Abstract

Clinical pharmacists are in a suitable position to improve medications adherence for chronic diseases, including heart failure (HF). This study aimed to identify if the structured educational intervention by the clinical pharmacist can improve adherence to HF medications in a specialized HF clinic. Methods: A quasi-interventional study was implemented in an outpatient HF clinic for six months at Ahmed Gasim Cardiac Surgery and Renal Transplantation Center, Khartoum, Sudan. Adherence was assessed by using Morisky-4 Medication Adherence Scale (MMAS-4). Clinical pharmacist intervention using verbal and written materials composed of different aspects to promote medications adherence for HF were performed during the study period.

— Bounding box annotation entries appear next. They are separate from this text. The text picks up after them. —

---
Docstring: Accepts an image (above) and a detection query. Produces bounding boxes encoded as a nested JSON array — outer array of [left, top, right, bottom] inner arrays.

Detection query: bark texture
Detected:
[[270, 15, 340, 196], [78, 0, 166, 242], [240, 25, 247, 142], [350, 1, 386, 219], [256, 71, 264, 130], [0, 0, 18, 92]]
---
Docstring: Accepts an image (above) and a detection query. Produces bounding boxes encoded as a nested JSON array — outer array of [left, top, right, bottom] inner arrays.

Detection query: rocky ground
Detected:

Results: Among 110 patients, 97.3% were non-adherent to HF medications at baseline, with the exception of receiving education about HF; all sociodemographic and clinical characteristics of patients were not associated with the non-adherence status. Significant improvement in medication adherence was reported after clinical pharmacist intervention by different views of MMAS-4. There was a reduction in the total mean MMAS-4 score (2.64 ± 1.1 vs. 0.67 ± 0.9, P=0.001), and a significant increase in the percentage of patients having high adherence (2.7% vs. 56.4%, P=0.001) before and after clinical pharmacist intervention. By contrast, the proportion of patients with medium and low adherence was significantly reduced after intervention (42.7% vs. 37.3%, P=0.001) and (54.5% vs. 6.4%, P=0.001), respectively. Conclusion: Non-adherence was highly prevalent among Sudanese patients with HF; the clinical pharmacist led-educational intervention can improve medication adherence for HF medications.